14. Feist and Ben Gibbard – Train Song (Vashti Bunyan)
Indie-tastic charity comp Dark Was the Night had more new covers than many tribute albums, but was excluded for consideration from our list ‘cause it had just as many originals. However, the harmony on this semi-obscure song form 1966 cannot be ignored. [Buy]

13. John Frusciante – Song to the Siren (Tim Buckley)
Frusciante recently quit the Chili Peppers. If that enables him to make more experimental psychedelic covers like this one, thank goodness. He should have brought Flea with him. [Buy]

12. Coldplay – Fight for Your Right (Beastie Boys)
The Beastie Boys canceled a summer of high-profile festival appearance when MCA announced he had cancer. Jay-Z subbed in at All Points West, paying predictable tribute (“No Sleep Til Brooklyn”). More unexpected was Chris Martin’s brilliant minor-key piano ballad two days later. And the crowd goes wild . [Buy]

11. Town Bike – Radio Nowhere (Bruce Springsteen)
Bruce Springsteen closed his four-hour appearance on Elvis Costello’s Spectacle with a mashup of this and “Radio Radio.” Slamming it into “Do You Remember Rock ‘n’ Roll Radio” works too. [Buy]

10. Ben’s Brother – Poker Face (Lady Gaga)
Everyone from Weezer to Daughtry covered “Poker Face” this year, its catchy hook a natural for ironic sing-alongs. The indie-acoustic covers seemed to work best and “beta male” Jamie Hartman sings it so enthusiastically you almost don’t hear the tongue in cheek. [Buy]

9. Chromeo – I Can’t Tell You Why (The Eagles)
Electro-funk duo Chromeo seems an unlikely duo to cover the Eagles.
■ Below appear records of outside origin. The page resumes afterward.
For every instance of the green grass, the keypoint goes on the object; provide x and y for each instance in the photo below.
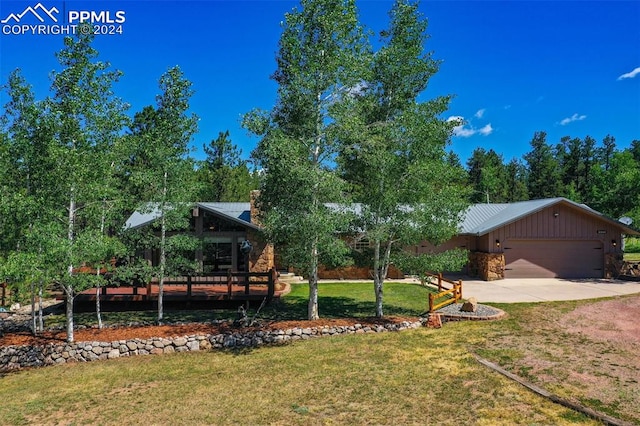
(344, 299)
(632, 257)
(416, 377)
(425, 376)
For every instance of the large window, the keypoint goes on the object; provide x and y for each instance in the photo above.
(217, 254)
(211, 223)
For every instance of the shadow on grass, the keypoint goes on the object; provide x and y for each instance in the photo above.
(295, 308)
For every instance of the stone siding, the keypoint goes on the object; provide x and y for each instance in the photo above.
(488, 266)
(613, 265)
(17, 357)
(261, 258)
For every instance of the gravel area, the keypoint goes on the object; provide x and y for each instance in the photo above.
(483, 312)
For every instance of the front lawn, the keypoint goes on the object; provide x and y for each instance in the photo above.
(424, 376)
(632, 257)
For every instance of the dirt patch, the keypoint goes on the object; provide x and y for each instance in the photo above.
(611, 320)
(146, 332)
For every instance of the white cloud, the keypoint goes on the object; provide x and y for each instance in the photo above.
(631, 74)
(574, 117)
(464, 130)
(486, 130)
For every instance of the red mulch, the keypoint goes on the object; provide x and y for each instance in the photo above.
(146, 332)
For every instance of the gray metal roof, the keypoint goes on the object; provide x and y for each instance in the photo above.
(481, 219)
(234, 212)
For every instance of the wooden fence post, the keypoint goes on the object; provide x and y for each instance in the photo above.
(273, 276)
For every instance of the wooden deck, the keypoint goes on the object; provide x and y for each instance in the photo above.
(236, 287)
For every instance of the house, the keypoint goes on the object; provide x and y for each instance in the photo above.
(545, 238)
(552, 237)
(224, 229)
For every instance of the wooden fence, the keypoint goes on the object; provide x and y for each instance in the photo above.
(445, 296)
(254, 283)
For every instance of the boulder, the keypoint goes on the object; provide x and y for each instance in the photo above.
(471, 305)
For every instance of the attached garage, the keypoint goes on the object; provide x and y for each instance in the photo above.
(553, 259)
(549, 238)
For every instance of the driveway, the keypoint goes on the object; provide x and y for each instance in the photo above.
(545, 289)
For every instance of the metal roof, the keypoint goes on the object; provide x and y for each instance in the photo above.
(481, 219)
(234, 212)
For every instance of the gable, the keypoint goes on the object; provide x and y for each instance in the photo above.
(534, 216)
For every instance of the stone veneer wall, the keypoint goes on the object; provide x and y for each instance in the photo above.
(614, 265)
(17, 357)
(488, 266)
(261, 258)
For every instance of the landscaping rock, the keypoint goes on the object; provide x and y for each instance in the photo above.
(471, 305)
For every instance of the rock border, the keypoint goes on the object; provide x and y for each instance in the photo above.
(19, 357)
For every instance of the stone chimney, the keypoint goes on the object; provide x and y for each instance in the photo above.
(254, 211)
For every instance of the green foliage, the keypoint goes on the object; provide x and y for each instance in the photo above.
(224, 175)
(543, 180)
(319, 52)
(160, 172)
(394, 148)
(632, 245)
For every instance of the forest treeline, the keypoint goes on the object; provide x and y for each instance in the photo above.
(583, 170)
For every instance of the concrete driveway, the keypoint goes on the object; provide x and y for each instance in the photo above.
(545, 289)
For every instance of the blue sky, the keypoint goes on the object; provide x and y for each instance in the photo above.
(570, 68)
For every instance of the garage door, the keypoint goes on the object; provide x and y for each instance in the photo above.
(550, 259)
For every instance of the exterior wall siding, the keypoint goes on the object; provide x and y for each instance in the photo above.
(559, 222)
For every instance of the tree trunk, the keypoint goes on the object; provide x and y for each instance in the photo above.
(68, 288)
(378, 280)
(34, 327)
(380, 267)
(40, 313)
(312, 311)
(163, 254)
(98, 314)
(69, 311)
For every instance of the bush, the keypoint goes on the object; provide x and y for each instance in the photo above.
(632, 245)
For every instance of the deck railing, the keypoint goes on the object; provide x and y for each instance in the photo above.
(445, 296)
(249, 280)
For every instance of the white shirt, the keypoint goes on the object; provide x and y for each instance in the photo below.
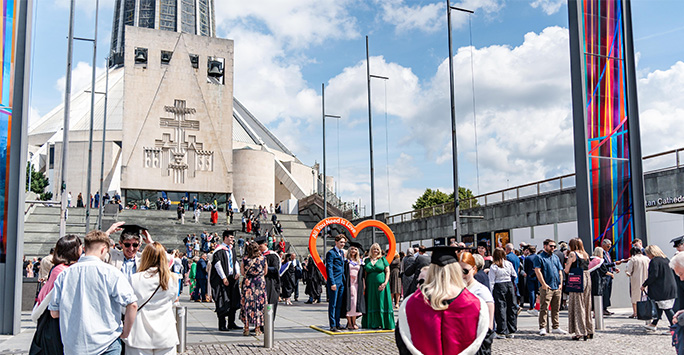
(155, 324)
(501, 275)
(90, 285)
(481, 291)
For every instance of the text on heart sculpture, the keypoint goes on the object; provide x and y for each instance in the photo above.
(353, 232)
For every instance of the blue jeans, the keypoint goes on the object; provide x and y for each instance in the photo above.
(114, 348)
(335, 306)
(532, 289)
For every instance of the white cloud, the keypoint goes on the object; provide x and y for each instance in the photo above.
(81, 78)
(431, 17)
(297, 23)
(549, 7)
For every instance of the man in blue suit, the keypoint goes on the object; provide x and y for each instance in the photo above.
(334, 267)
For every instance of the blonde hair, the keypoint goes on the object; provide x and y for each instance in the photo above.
(654, 251)
(370, 250)
(154, 255)
(441, 283)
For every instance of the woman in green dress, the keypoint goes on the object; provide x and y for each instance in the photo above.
(379, 312)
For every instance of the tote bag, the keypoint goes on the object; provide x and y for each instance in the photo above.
(646, 310)
(575, 279)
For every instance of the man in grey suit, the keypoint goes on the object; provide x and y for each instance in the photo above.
(422, 260)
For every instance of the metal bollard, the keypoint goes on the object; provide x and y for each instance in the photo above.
(598, 312)
(181, 327)
(268, 326)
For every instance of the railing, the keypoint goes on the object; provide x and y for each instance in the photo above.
(651, 163)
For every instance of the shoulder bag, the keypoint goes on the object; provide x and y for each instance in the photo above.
(575, 278)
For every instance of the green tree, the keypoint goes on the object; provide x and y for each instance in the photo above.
(38, 182)
(432, 198)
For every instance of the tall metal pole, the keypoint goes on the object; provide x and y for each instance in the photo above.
(65, 128)
(370, 138)
(104, 134)
(92, 120)
(454, 146)
(325, 190)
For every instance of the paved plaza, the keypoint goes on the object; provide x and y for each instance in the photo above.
(293, 335)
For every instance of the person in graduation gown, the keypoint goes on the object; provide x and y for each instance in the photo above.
(355, 302)
(287, 279)
(314, 281)
(273, 275)
(225, 272)
(442, 316)
(379, 310)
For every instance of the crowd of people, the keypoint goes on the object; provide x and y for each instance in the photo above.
(136, 291)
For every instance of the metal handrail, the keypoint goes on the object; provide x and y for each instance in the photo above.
(486, 199)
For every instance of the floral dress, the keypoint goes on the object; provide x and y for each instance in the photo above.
(253, 291)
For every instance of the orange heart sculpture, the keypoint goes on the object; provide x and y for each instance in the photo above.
(353, 231)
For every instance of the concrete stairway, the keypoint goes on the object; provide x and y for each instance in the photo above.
(41, 229)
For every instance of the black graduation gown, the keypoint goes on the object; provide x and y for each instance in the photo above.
(360, 292)
(227, 298)
(287, 281)
(314, 280)
(273, 278)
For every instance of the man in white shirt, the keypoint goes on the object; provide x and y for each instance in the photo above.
(90, 285)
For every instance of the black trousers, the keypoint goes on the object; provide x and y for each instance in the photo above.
(505, 308)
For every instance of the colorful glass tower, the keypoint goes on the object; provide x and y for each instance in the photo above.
(610, 191)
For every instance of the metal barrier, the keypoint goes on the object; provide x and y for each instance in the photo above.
(268, 326)
(670, 159)
(181, 327)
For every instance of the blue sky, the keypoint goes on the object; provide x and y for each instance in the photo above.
(284, 50)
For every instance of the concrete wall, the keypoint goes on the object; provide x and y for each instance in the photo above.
(253, 178)
(149, 88)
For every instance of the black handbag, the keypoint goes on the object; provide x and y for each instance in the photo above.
(646, 310)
Their effects-laden delivery beats the odds though, taking the 1979 single straight into the twenty-first century. [Buy]

8. Dex Romweber Duo ft. Jack White – Last Kind Word Blues (Geechie Wiley)
Definitely the best Geechie Wiley cover this year. Jack White produced this one for his Third Man Records label and was nice enough to add his enviable yelp to this blues stomp. [Burn]
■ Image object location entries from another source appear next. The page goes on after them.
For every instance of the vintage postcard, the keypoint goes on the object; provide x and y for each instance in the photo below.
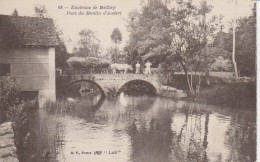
(128, 81)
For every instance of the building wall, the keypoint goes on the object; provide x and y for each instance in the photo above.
(33, 69)
(29, 66)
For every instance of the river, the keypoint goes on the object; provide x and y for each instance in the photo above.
(141, 129)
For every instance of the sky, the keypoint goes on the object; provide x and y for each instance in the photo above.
(103, 25)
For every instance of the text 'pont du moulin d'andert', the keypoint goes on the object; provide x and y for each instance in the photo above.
(90, 10)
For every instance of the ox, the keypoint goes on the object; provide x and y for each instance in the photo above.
(120, 67)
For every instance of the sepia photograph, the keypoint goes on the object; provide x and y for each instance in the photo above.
(128, 81)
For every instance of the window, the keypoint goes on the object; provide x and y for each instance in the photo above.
(4, 69)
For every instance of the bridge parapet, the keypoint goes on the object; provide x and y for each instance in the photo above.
(113, 81)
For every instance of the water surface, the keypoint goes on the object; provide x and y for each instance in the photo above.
(142, 129)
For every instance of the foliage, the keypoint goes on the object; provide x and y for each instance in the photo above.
(173, 35)
(15, 12)
(88, 44)
(87, 62)
(82, 108)
(245, 46)
(40, 11)
(8, 92)
(121, 56)
(61, 54)
(116, 36)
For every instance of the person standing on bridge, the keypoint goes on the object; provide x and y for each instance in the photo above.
(137, 68)
(148, 67)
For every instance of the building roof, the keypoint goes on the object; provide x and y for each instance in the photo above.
(26, 31)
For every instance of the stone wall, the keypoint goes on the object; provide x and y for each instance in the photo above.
(7, 146)
(114, 81)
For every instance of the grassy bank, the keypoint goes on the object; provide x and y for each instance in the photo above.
(233, 95)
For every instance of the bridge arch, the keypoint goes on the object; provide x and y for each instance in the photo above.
(138, 85)
(86, 81)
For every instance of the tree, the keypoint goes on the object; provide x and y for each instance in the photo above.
(234, 43)
(173, 36)
(245, 44)
(15, 12)
(61, 54)
(40, 11)
(116, 37)
(88, 44)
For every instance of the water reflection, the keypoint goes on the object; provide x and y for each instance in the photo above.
(145, 129)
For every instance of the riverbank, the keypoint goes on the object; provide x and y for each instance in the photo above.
(234, 95)
(7, 146)
(240, 95)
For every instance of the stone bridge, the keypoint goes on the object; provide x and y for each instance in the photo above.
(107, 82)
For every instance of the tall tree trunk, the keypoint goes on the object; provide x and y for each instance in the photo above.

7. My Gold Mask – Bette Davis Eyes (Jackie DeShannon/Kim Carnes)
My Gold Mask sent this one our way a couple months ago, which just goes to show you artists out there, submissions are never ignored. [Buy]

6. The Pluto Tapes – Wolf Like Me (TV on the Radio)
Just when you thought you were sick of this song, this slow-burn cover strips away the effects to bring the submerged tune to the fore. [Buy]
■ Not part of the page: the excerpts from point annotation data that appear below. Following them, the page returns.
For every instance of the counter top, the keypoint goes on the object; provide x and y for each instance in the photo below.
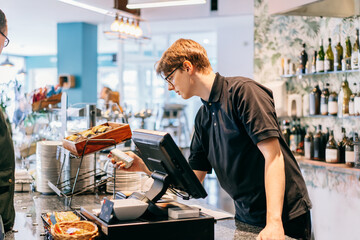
(29, 206)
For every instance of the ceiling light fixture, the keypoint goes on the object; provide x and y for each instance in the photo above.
(86, 6)
(7, 63)
(134, 4)
(126, 28)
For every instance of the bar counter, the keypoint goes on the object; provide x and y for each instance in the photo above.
(29, 206)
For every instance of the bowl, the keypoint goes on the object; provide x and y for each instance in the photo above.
(129, 209)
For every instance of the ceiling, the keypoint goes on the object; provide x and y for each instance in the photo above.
(32, 23)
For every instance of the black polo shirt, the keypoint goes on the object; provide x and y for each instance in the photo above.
(239, 114)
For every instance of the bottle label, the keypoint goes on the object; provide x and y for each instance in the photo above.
(327, 65)
(319, 65)
(332, 107)
(331, 155)
(351, 108)
(324, 109)
(355, 60)
(349, 157)
(292, 143)
(307, 150)
(357, 105)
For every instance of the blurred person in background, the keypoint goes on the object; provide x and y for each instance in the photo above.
(112, 98)
(7, 157)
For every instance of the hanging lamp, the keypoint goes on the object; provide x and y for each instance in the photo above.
(7, 63)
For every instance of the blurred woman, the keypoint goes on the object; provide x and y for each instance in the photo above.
(7, 157)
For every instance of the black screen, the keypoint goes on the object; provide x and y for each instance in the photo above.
(161, 154)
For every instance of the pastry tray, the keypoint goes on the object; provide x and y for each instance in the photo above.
(120, 132)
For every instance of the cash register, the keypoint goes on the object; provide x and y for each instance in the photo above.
(170, 171)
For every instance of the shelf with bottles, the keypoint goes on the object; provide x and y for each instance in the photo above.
(301, 75)
(334, 167)
(319, 116)
(312, 142)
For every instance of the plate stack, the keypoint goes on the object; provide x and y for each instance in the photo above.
(125, 181)
(47, 166)
(86, 174)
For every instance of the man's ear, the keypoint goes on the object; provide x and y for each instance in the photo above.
(188, 66)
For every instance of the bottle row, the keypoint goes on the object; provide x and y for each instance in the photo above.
(322, 146)
(327, 102)
(334, 59)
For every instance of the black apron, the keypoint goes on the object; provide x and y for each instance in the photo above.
(7, 170)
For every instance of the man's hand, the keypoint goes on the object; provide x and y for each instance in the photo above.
(272, 231)
(137, 166)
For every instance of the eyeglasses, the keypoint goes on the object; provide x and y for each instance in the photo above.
(167, 78)
(6, 39)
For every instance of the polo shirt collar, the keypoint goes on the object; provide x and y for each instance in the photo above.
(216, 89)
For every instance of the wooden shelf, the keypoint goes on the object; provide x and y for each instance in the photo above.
(338, 167)
(318, 74)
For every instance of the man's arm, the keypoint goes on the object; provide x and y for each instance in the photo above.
(274, 188)
(200, 175)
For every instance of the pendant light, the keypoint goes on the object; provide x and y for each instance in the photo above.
(7, 63)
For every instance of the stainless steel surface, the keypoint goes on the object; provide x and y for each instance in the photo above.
(31, 227)
(91, 115)
(325, 8)
(47, 165)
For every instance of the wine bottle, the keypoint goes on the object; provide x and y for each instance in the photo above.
(300, 138)
(313, 65)
(315, 96)
(324, 100)
(352, 101)
(357, 101)
(339, 55)
(355, 53)
(329, 58)
(349, 152)
(348, 54)
(331, 152)
(303, 60)
(320, 58)
(333, 104)
(341, 147)
(346, 96)
(318, 145)
(286, 132)
(309, 145)
(356, 151)
(293, 137)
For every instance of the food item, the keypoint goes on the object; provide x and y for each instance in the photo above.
(121, 156)
(100, 129)
(77, 137)
(56, 217)
(73, 137)
(87, 133)
(66, 216)
(76, 229)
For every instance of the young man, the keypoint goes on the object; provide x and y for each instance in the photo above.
(237, 134)
(7, 157)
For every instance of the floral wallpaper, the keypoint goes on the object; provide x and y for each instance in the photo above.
(277, 37)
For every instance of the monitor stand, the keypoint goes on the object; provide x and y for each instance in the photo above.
(157, 190)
5. The BPA ft. Iggy Pop – He’s Frank (Slight Return) (The Monochrome Set)
Fatboy Slim (Norman Cook to his mom) created the Brighten Port Authority apparently solely to produce some killer club-funk tracks with his favorite vocalists. Iggy Pop, who these days seems to have made a career out of guest appearances, sneers his way through this unearthed gem. Biggest shock of all: he managed to keep his shirt on during live performances! [Buy]

4. The Gaslight Anthem – I Do Not Hook Up (Kelly Clarkson)
The Gaslight Anthem tend to cover Bruce Springsteen, The Band, and Johnny Cash. Did the heart-on-sleeve rock revivals finally succumb to the temptation of the ironic pop cover? Not a chance. Against all odds Brian Fallon gives a Kelly Clarkson song the emotional heft of “The River.” [Buy]

3. Elizabeth and the Catapult – Everybody Knows (Leonard Cohen)
A song so good we did a whole interview about it. [Buy]

2. Shilpa Ray & Her Happy Hookers – I Only Have Eyes For You (The Flamingos)
Nick Cave recently called this his new favorite band, which is all the recommendation one needs. Their garage-punk racket turns this innocent love song into the best stalker rocker since “Every Breath You Take.” [Buy]

1. Kings of Convenience – It’s My Party (Leslie Gore)
Pure beauty straight out of Norway, complete with a faux-trumpet solo. Nothing more to say. [Buy]

That’s it for this year. See you in 2010!